官方建议一个功能搞一个 npm 包,但如果要深度定制,这样做太麻烦了。建议建一个插件合集(比如叫 ep_plugins)。
我做的这个插件集合主要有三件事:
- 增强编辑器 (Ace):加了字体颜色、荧光笔、高亮字号、超链接、图片(包括删除)、图片脚注这些功能。
- 内容组件化:用“自定义标签(
<ep-*>)”来放复杂的内容(题图卡片、主题卡片、往期阅读卡片、公众号关注卡片、腾讯视频、文章目录</ep-*>等等),在编辑器里看着就像可以编辑的文本,导出或者发布的时候再解析成 HTML。 - 发布和外部系统整合:把 Etherpad 的内容变成 Markdown,再变成不同渠道(微信公众号 / WordPress)的 HTML,通过后端接口发出去,还提供预览和一键复制功能。
设计思路:
- 编辑的时候:用 Etherpad 的 attribute(changeset attribution)存样式信息(比如:
color=#f13b03、url=https://...),然后在 Ace 渲染的时候转成 CSS class 或者 DOM 结构,这样编辑起来更顺手。 - 导出/同步的时候:从 pad 的 AText(文本 + attribution)生成“增强版 Markdown”,把样式/组件用
<ep-*>标签留着;然后用marked和自定义扩展把<ep-*>变成不同渠道的 HTML。
开发行内样式(拿“字体颜色”举例)
行内样式开发流程:UI 触发 → 写入属性 → 渲染样式。
注册 UI 和写入属性 (Client Side)
先在工具栏注册按钮,然后监听下拉框的变化,调用 documentAttributeManager 写入数据。
// static/js/index.js
// 1. 监听工具栏初始化 (Hook: postToolbarInit)
exports.postToolbarInit = (hook, context) => {
const toolbar = context.toolbar;
// 注册下拉框变化事件
toolbar.registerCommand("fontColor", value => {
const ace = context.ace;
ace.callWithAce(
ace => {
// 给当前选区打上 color 属性
ace.ace_setAttributeOnSelection("color", value);
},
"fontColor",
true
);
});
};
将属性映射为 CSS Class (Client Side)
Etherpad 默认不认识 color 属性,需要我们告诉它如何渲染。
// static/js/index.js
// 2. 属性转 Class (Hook: aceAttribsToClasses)
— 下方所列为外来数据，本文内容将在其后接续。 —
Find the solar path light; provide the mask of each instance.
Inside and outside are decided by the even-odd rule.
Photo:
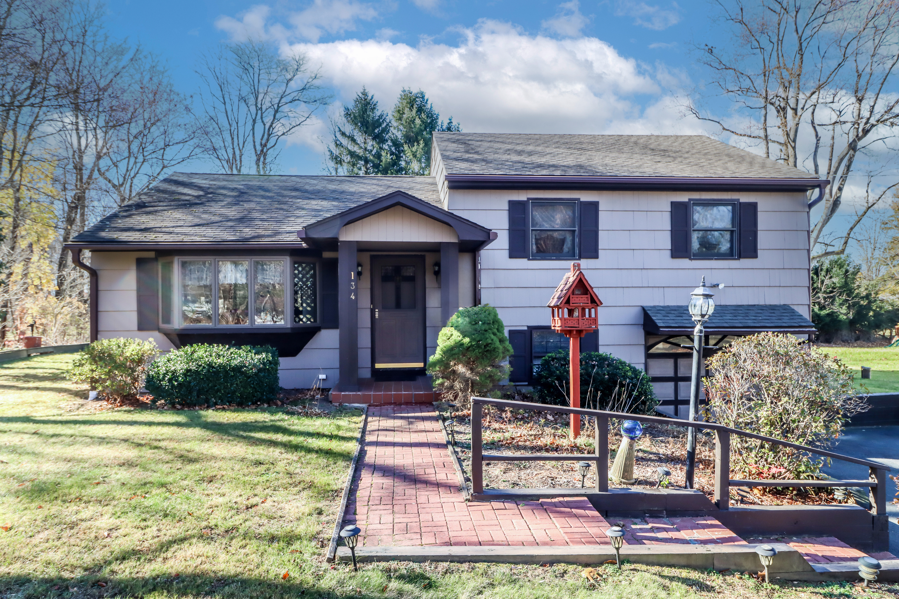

exports.aceAttribsToClasses = (hook, context) => {
// 如果属性名是 color,生成 .color__#xxxxxx 的 class
if (context.key === "color") {
return [`color__${context.value.replace("#", "")}`];
}
};
// 3. 注入 CSS 样式 (Hook: aceInitInnerdocbodyHead)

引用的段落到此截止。